# Stormbird info?



## Lord of Rebirth (Jun 7, 2008)

Well i have been in the hobby a long while but there is still so much for me to learn and today I'm reminded of my lack of knowledge of Stormbirds. For anyone that is flubbing the name a Stormbird is a Pre-heresy Space Marine lander that is supposed to be a fair bit larger than the thunderhawk and better armoured. What info I'm mainly looking for is what it looks like and it's stats. What weapons? Troops capacity? Can it carry predators and land raiders?


----------



## Chaosftw (Oct 20, 2008)

> The aircraft used during the Great Crusade just before the Horus Heresy and the introduction of the Thunderhawk. They are void capable as well as capable of atmospheric flight. The actual pattern type is Warhawk VI. They played a similar role as the Thunderhawk Gunship today, and it had many weapons for a supporting troops while deploying from the front hatch. They were manufactured on Terra by the Yndonesic Bloc for use against the Panpacific tribes during the Unification Wars. Their wings can be folded or collapsed in some manner.
> They described as bulkier than the Thunderhawk and less-agile. However, the Stormbird can carry up to the equivalent of a modern space marine company, between 60 and 100 marines. It is also described as having missiles slung under both wings and a cannon mounted on the nose. Stormbirds are piloted by two marines sitting back to back along with two hard wired servitors. It is not known the actual shape or look of a Stormbird, yet early drawings of the Thunderhawk show organic, large, and VTOL Imperial craft dropping marines on a target.


This is all I found on it. Pictures are scarce and far between. Could someone post some?

Chaosftw


----------



## Lord of Rebirth (Jun 7, 2008)

Well it's not 100% on topic of the thread but what do you guys and girls think about me designing a chaos lander that basically takes the place of the thunderhawk? I'm just a little tired of so many chaos vehicles being just Imperial vehicles with a new paitn job and some chaosy symbols. But it's not just that either.
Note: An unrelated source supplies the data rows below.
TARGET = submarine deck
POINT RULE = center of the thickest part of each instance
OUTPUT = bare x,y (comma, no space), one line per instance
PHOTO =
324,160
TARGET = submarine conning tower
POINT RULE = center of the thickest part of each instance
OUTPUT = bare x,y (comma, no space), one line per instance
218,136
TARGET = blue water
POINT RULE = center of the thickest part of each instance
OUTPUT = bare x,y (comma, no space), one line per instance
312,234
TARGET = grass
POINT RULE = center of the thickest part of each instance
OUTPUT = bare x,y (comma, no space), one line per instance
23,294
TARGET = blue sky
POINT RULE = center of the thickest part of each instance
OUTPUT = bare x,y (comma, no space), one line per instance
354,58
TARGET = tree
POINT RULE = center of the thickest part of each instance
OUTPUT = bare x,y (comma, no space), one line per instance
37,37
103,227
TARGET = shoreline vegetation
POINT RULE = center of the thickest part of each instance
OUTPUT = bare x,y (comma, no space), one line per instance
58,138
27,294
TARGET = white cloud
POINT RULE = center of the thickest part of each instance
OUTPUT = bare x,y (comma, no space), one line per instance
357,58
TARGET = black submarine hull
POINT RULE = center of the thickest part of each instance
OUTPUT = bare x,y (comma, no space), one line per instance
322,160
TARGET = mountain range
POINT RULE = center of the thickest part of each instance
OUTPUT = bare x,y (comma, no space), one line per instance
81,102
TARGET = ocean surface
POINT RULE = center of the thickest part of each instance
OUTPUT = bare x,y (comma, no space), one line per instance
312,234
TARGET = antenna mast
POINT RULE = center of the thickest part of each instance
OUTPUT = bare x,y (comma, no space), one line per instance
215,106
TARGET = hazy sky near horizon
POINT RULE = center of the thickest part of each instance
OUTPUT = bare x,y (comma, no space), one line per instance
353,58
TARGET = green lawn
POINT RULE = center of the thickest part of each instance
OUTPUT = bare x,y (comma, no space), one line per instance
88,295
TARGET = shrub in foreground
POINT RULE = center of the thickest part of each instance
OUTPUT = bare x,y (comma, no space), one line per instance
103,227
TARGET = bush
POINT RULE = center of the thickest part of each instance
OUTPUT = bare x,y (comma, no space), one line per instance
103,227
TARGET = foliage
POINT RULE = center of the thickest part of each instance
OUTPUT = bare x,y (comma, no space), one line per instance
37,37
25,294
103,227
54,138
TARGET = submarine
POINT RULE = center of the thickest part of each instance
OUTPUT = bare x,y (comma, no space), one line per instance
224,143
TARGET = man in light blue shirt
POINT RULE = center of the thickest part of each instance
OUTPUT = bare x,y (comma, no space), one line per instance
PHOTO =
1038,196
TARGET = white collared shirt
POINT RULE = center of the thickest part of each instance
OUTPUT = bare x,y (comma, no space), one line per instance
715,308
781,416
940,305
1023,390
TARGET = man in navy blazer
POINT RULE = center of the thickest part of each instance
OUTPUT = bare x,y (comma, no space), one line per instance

While the Imperium stagnates with their technology I don't think the dark mechanicus limits themselves so much so I imagine in the last 10,000 years -someone- in the dark mechanicus must have designed something new.

So my idea is something of a replacement for the thunderhawk with some new design features the main one being a variable chassis design. One basic chassis will be used on which a variety of major variants to fulfill a variety of battle field roles.

First of all the troop transport. Made to drop only 24 marines or 12 terminators or 14 marines and a dread it is designed as something of a compact lightly armed drop shuttle. It will have 4 land raider sized sponsons with something like heavy bolters or an option to upgrade to lascannons for additional points and loss of 4 troop spaces.

Secondly is the gunship variant which I think will have about as much firepower as a Baneblade. It is made to support the other variants mainly but works equally well as a super heavy gunship flyer of uber killiness. Because it lacks size and transport capacity it can be cheaper than a thunderhawk while still working well as an attack craft. I'm thinking of a chin turret that mounts something like a twin linked destroyer laser then the four land raider sized sponsons and likely a large missile system.

Third is my own version of the thunderhawk lifter but somewhat downsized. It is made to carry one piece of armour up to the size of a land raider. I know that sounds just like the thunderhawk transporter but if it carries a rhino or pred it can't carry a second one. It would likely only have two land raider sized sponsons so it is rather ineffective in combat which is it's big downside. I have considered an upgrade to it that adds extra/larger boosters to let it drop a baneblade but I'm not sure if that sort of load up-weighting is reasonable at all and thinking if my CNC work comes along nice I -might- build a bigger version for baneblades.

The fourth and likely last variant is the bomber. I have considered one with an enclosed bomb bay that would be similar to the troop variant but I think an open super structure like the heavy lifter variant would be more fun to load up with bomb racks. Also this would mean the different between two frontal sponsons for defence and four sponsons making it less of a bomber specialist.


----------



## Da Red Paintjob Grot (May 6, 2008)

I like. Make me one!


----------



## Dakingofchaos (Sep 29, 2009)

Heres a picture i found, its not a GW model but it looks rather cool as a concept piece


----------



## chromedog (Oct 31, 2007)

That's an epic scale one, in case you were wondering.

The Rhinos give it away - as do the epic robots and epic RT period SM dreadnoughts.

It's part Star Wars Y-wing kit (around 1/72, it was an MPC or Ertl kit from memory (predating the Revell series).


----------